The Department for Work and Pensions’ recent introduction of Universal Jobmatch re-enforces this relentless job searching. Through this mandatory scheme, claimants will soon be made to job search online for 35 hours a week. Searching for work is itself set to become a full time job, thereby robbing claimants’ of the precious time they need to survive the welfare system and get by on impoverishing benefits. Imagining claimants stuck at computers for 35 hours a week searching for jobs that are not there, you could be forgiven for thinking that this was the stuff of some dystopian novel. Perhaps they would build special factories with rows and rows of computers, claimants sitting at them trawling through the web day after day in order to receive their meagre benefits (if they are lucky enough not to have been sanctioned.) Sadly, this is not some futuristic nightmare, but reality. When recently accompanying a friend to Work Programme provider CDG’s office, we arrived to find a dimly lit room full of computers with claimants sitting at them, looking for jobs that do not exist.

MARINALEDA: UTOPIA-DYSTOPIA

The suffocating dominance of work in our lives, whether we are waged or not, is not something that we can escape on the left, even the more radical left. In fact, it is becoming ever clearer that this is one of the places where we are going wrong. We are failing to interrogate how we organise, and how we spend our days and our lives. The TUC’s rallying call for a ‘Future That Works’ saw them fail to even organise a demonstration that worked. How can they claim to be plotting out a strategy for all of our futures when their vision is still so firmly entrenched in a romanticised notion of 20th century Britain?

Focusing back on the present, Dan Hancox’s brilliant book “Utopia and the Valley of Tears” finds him in the small Spanish town of Marinaleda as part of his search of real living alternatives to capitalism. Here, with their practically decommodified housing and infamous parties, it certainly sounds like “full communism.” However, there is still work, in fact, quite a preoccupation with work, and a gendered division of labour too. Young people are leaving the town because a life of farming does not appeal to them. An outsider remarks, horrified, that they are forced to work on Sunday (although the mayor claims that this is volunteering). People are fleeing utopia.

ANTI-WORK UTOPIA

My most dreaded question is “What do you do?” A recent version of this question which I was confronted with was even more disturbing: “What do you do with your time then, apart from filling in job applications?” Despite it being such a commonly asked question, as if we cannot relate to someone without knowing what their paid employment is, or lack of, I still find myself in a sort of paralysis whenever I am confronted with it. Because I’m not engaged in waged labour, how do I explain and justify myself?

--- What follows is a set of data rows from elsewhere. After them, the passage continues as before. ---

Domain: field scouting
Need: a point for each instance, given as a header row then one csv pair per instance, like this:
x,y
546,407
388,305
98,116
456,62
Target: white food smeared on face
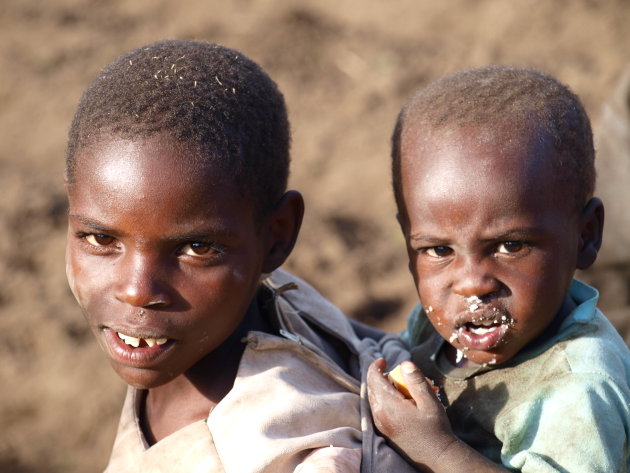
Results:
x,y
459,356
474,302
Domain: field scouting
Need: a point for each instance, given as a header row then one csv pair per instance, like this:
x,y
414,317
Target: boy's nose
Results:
x,y
473,278
140,284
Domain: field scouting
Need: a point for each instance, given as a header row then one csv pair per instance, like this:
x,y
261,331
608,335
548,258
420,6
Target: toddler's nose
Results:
x,y
473,278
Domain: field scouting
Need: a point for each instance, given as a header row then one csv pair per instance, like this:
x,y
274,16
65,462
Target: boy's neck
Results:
x,y
191,396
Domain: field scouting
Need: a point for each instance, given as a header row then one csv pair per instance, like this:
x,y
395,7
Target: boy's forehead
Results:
x,y
119,161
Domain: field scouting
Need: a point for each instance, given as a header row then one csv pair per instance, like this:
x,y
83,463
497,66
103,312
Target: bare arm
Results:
x,y
420,431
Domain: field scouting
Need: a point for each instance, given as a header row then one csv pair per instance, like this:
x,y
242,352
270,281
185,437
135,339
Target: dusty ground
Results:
x,y
345,68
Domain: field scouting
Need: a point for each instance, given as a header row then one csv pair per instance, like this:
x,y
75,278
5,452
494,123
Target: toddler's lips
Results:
x,y
482,333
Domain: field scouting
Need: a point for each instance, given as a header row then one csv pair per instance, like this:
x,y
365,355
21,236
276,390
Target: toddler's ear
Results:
x,y
591,229
282,229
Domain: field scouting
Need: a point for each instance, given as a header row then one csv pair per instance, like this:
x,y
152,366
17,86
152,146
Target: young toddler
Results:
x,y
493,174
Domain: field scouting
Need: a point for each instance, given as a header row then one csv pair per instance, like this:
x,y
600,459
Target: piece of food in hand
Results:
x,y
396,378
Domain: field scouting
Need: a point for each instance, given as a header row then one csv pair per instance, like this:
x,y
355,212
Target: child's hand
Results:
x,y
421,431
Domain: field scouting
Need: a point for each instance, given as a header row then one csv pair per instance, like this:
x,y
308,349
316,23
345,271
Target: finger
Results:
x,y
416,382
380,390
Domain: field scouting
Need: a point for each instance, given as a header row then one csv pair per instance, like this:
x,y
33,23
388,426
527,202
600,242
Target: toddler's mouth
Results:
x,y
482,332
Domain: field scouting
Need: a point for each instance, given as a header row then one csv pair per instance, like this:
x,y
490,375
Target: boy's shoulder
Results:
x,y
296,302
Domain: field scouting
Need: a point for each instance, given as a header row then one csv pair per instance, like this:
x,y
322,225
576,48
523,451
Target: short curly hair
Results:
x,y
526,100
212,99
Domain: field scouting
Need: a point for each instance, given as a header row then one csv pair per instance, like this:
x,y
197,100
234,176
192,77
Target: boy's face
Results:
x,y
160,252
492,238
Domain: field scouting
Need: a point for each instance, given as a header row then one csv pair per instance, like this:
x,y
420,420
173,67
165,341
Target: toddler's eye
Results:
x,y
438,251
510,247
98,239
199,248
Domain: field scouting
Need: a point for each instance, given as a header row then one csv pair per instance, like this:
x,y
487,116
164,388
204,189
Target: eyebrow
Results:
x,y
200,234
522,233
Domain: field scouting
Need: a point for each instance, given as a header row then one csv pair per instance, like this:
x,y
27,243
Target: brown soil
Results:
x,y
345,68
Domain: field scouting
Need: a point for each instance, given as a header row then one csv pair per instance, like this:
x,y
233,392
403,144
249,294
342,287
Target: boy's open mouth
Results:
x,y
141,342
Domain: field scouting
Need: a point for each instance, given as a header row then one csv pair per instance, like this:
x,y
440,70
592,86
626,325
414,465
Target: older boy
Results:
x,y
493,173
176,176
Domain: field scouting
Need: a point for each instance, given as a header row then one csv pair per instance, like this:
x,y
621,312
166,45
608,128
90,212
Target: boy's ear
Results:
x,y
283,227
591,230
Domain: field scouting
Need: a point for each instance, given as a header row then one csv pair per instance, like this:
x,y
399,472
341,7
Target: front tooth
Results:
x,y
481,330
129,340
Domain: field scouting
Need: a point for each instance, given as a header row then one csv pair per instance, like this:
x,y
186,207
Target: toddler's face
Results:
x,y
491,236
163,256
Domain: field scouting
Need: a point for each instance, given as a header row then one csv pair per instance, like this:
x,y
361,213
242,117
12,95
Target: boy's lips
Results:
x,y
135,348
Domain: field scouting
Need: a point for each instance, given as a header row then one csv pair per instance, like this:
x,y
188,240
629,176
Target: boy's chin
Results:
x,y
140,378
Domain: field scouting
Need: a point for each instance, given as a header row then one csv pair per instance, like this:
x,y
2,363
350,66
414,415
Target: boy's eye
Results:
x,y
199,248
98,239
510,247
438,251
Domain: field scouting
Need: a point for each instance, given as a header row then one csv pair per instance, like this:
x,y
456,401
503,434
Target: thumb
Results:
x,y
416,382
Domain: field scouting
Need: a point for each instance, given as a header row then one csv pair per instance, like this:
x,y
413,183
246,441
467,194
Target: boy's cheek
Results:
x,y
71,273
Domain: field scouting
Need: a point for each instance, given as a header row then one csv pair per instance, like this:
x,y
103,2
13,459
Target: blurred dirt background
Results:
x,y
346,68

The violence of work is more and more intensely felt, yet our propositions of a world without work feel almost non-existent, despite most people daydreaming about such ideas on a daily basis. When I do hear such ideas put forward, they are the most wonderful sounds…a relief, inspiring, exciting.

Let’s skive off work and smash the job centres and decide how we spend our time together.

This article was written before the eviction of Bramber House on April 2nd. After occupiers peacefully left the building, four students were arrested.